Dennis Regan, an investor with ClearVue Capital in Irvine who buys both properties and loans, said the time is ripe for his business with sellers more willing to accept the distressed prices he and other investors are offering than early 2009.


A house renovated by Todd Kaufman, who turned investor in California real estate after 23 years on Wall Street, is seen for sale in Thousand Oaks, California September 22, 2009. Across the nation, home prices rose for a third straight month in July, encouraging investors to buy property. The S&P/Case-Shiller index of house prices in 20 metropolitan areas rose nearly 4 percent in the period. Picture taken September 22, 2009.REUTERS/Phil McCarten

The current price for bank-owned properties is just 65 percent of market value. For loans, it's 59 percent, he said.
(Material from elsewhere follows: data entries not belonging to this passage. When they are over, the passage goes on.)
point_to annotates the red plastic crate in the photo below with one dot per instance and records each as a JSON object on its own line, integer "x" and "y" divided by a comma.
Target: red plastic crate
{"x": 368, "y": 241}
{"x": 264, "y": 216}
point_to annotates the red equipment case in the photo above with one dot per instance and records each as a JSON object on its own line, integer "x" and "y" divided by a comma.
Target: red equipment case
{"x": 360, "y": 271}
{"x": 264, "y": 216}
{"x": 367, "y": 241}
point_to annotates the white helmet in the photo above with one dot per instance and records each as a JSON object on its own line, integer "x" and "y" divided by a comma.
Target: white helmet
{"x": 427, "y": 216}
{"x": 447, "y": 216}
There is more realism on the side of the sellers, he said. The market has beat them over the head.


But buyers still run the risk of seeing prices fall again.

While many forecasters are saying that the worst U.S. recession since the Great Depression has ended, unemployment is at 9.8 percent, the highest rate in 26 years, and it could rise.

More unemployment would swell the ranks of homeowners unable to meet mortgage payments and teetering on foreclosure.

And then there is the question of all the bank-owned property that has yet to go to market.

Online property marketplace RealtyTrac CEO James Saccacio said last month there remains an ample supply of property in the foreclosure pipeline and a record number of properties entering default or being scheduled for a public foreclosure auction for the first time.

Pressure on home prices could be severe if lenders dump unacknowledged foreclosures on the homes market, said economist Christopher Thornberg of Beacon Economics in Los Angeles.

Is there a chance for a double dip in home prices after this next surge of foreclosures hits the market? Absolutely, Thornberg said.

They could hit the market at any time from two months to two years ...The question is: 'When are those people actually going to get booted?'

Additional foreclosures would provide more supply to investors but the possibility that it could depress prices still further, and delay a recovery in prices by years or even decades, alarms some investors.

I'm trying to be cautious, said Mike Chouinard of Moreno Valley, California, who quit his job as gasoline refinery worker to invest in foreclosures full-time. I don't want to end up the one without a seat when the music stops.